Music and Arts released the Lalo in the 1946 Parisian 78rpm set directed by André Cluytens, and Francescatti was much later to record it with Ormandy in stereo (thus it’s not in the Ormandy Sony box cited). Biddulph sensibly opts for the mid-period Mitropoulos instead. Francescatti couldn’t have liked the Intermezzo because he only ever recorded the four-movement version, but his conception remained consistent over the decades, the tempo relationships within movements properly observed, and the music’s emotive temperature always precisely calibrated. He is always effortlessly elegant and vests the music with a national character. He is more accurate and controlled, though less piquant and colourful, than his contemporary Henry Merckel (see review) who, in 1932, was the first performer to record the work intact as a five-movement structure. In all honesty Francescatti is not as moving in the Andante as Merckel and you might also note that Francescatti employs, for him, an unusual number of slides in the Rondo finale.
The two smaller works show him in the best possible light. In the Havanaise his vibrato is perfectly calibrated – it’s never too heavy - and his phrasing is never brusque. His playing glints with grace. He had recorded a snippet from Zigeunerweisen in the first recordings he made, an acoustic tranche for French HMV in Marseilles in 1922, as his reminiscences, quoted in a previous Biddulph CD, made clear. He returned to it electrically in 1930 but this 1957 recording is Francescatti at his effortless peak, dashing but not swashbuckling.

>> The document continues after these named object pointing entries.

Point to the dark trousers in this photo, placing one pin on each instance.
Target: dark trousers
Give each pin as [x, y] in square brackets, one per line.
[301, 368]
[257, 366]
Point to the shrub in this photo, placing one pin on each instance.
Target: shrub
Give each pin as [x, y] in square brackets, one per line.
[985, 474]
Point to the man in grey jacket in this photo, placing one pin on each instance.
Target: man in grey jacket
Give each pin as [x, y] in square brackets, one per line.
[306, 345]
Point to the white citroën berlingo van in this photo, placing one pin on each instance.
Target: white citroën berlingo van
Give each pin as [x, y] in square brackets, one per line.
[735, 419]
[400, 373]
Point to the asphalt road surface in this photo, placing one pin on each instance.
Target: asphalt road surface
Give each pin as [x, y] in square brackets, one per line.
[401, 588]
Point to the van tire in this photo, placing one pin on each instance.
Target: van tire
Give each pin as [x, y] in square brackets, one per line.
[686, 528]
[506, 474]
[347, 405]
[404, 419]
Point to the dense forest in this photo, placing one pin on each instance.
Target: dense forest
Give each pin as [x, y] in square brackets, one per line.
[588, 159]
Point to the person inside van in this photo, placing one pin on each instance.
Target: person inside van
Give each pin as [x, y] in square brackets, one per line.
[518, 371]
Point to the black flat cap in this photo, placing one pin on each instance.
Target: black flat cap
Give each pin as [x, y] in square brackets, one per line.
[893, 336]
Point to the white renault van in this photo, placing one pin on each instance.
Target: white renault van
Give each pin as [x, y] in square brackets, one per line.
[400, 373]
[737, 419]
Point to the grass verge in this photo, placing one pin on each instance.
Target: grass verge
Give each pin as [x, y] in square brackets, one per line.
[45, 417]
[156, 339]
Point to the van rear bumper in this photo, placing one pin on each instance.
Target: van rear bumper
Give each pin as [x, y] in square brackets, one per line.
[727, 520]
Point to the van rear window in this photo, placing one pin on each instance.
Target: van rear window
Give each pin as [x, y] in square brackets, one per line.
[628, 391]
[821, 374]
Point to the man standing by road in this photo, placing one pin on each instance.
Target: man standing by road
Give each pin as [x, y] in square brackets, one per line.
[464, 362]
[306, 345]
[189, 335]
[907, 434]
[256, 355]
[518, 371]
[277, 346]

I’ve been considering the Francescatti situation for some time. Sony has released his set of the Beethoven Violin Sonatas with Casadesus and there are a number of discs, such as this Biddulph release, that give us overlooked examples from his discography. A massive 68-CD Mitropoulos box is promised next year which should include the Lalo. But with a bit of imagination and joined-up thinking – the majority of his recordings were made for Columbia – there is surely place, and demand, for a Francescatti box. Which is no negative reflection on this excellently transferred and presented Biddulph disc.